Он помещался в большом зеленом дворе и сам был большой, хоть и одноэтажный, — деревянное здание с длинным фасадом, длинными крыльями и еще службами сзади. Старой постройки, крашенный в коричневую краску, интернат выглядел небогато, но надежно, как бревенчатые школы у нас в сибирских райцентрах.

Нас ждали. Две молодые женщины, дежурившие у ворот, дружелюбно заохали, трогая наши намокшие плащи, тут же потащили есть. Кормили нас в интернатской столовой, за длинным деревянным столом, и обед был не званый — видимо, обычный, интернатский, но полный обед, с салатом, супом, вторым и пирожным в конце. И от такого обеденного гостеприимства опять, уже который раз в этой стране, повеяло домом.

Ведь у нас — в Москве ли, в Иркутске — гостя тоже сперва кормят. Не выставляют бутылку с закусью, а подают честный домашний обед, досыта, до отвала, ешь — не хочу!

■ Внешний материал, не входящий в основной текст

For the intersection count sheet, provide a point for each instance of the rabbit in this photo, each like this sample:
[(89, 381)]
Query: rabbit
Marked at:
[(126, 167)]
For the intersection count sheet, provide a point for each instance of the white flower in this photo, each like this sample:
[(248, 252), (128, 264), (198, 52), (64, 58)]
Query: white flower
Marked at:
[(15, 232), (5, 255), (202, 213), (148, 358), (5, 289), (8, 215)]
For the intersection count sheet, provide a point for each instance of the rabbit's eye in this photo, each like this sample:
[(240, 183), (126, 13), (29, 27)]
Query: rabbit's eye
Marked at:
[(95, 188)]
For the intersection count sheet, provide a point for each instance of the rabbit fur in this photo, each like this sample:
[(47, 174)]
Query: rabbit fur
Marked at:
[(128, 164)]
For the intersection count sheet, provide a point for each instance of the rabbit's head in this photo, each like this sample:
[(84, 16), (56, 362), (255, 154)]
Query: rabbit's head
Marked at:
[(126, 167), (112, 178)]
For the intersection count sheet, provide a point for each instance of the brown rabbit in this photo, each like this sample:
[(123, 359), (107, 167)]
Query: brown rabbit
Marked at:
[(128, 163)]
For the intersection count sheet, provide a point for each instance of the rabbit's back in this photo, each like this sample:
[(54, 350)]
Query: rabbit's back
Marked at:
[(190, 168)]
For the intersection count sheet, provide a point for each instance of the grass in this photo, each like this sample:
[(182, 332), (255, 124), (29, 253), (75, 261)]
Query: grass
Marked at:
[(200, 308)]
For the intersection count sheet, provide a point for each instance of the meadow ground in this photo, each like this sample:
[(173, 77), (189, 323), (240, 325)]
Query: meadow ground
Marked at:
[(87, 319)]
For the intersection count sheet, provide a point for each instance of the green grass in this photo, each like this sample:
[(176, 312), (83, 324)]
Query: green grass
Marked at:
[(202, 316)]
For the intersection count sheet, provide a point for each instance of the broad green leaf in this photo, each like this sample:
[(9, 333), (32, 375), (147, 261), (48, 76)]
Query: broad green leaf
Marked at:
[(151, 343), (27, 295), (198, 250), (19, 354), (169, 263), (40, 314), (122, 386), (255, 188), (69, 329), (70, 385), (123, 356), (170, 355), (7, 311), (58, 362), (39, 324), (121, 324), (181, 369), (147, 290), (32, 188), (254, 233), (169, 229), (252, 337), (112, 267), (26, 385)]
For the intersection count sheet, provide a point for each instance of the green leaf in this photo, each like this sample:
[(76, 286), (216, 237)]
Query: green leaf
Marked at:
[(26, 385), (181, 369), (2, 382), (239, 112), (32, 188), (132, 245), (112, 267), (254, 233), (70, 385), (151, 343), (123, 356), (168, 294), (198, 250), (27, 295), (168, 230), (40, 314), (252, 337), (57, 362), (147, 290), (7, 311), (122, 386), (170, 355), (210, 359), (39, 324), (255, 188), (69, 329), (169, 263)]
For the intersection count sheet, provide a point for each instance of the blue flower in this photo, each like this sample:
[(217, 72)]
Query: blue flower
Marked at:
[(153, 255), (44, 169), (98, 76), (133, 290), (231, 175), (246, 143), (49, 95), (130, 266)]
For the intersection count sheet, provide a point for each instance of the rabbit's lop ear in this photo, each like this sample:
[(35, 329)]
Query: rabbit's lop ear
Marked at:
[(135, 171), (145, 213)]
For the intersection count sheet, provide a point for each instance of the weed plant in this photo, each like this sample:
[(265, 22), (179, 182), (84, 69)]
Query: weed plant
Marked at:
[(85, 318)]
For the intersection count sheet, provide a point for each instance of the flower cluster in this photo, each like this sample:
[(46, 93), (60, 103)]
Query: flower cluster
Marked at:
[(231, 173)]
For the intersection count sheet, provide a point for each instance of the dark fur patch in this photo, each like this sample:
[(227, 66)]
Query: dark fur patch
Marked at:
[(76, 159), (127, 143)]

И мне кажется, тарелка щей сближает людей больше, чем графин вина или коньяк с коробкой конфет, — ведь щи не бывают ни мероприятием, ни ритуалом.

А может, я не объективен — привычка сказывается…

Подошли еще учителя, все больше женщины. До сих пор не могу понять, как мы с ними объяснялись. Но ведь объяснились как?то! Кто?то из хозяев понимал по-русски, наши эстонцы знали немецкий, я — чуть–чуть английский. А жестикулировать умели все.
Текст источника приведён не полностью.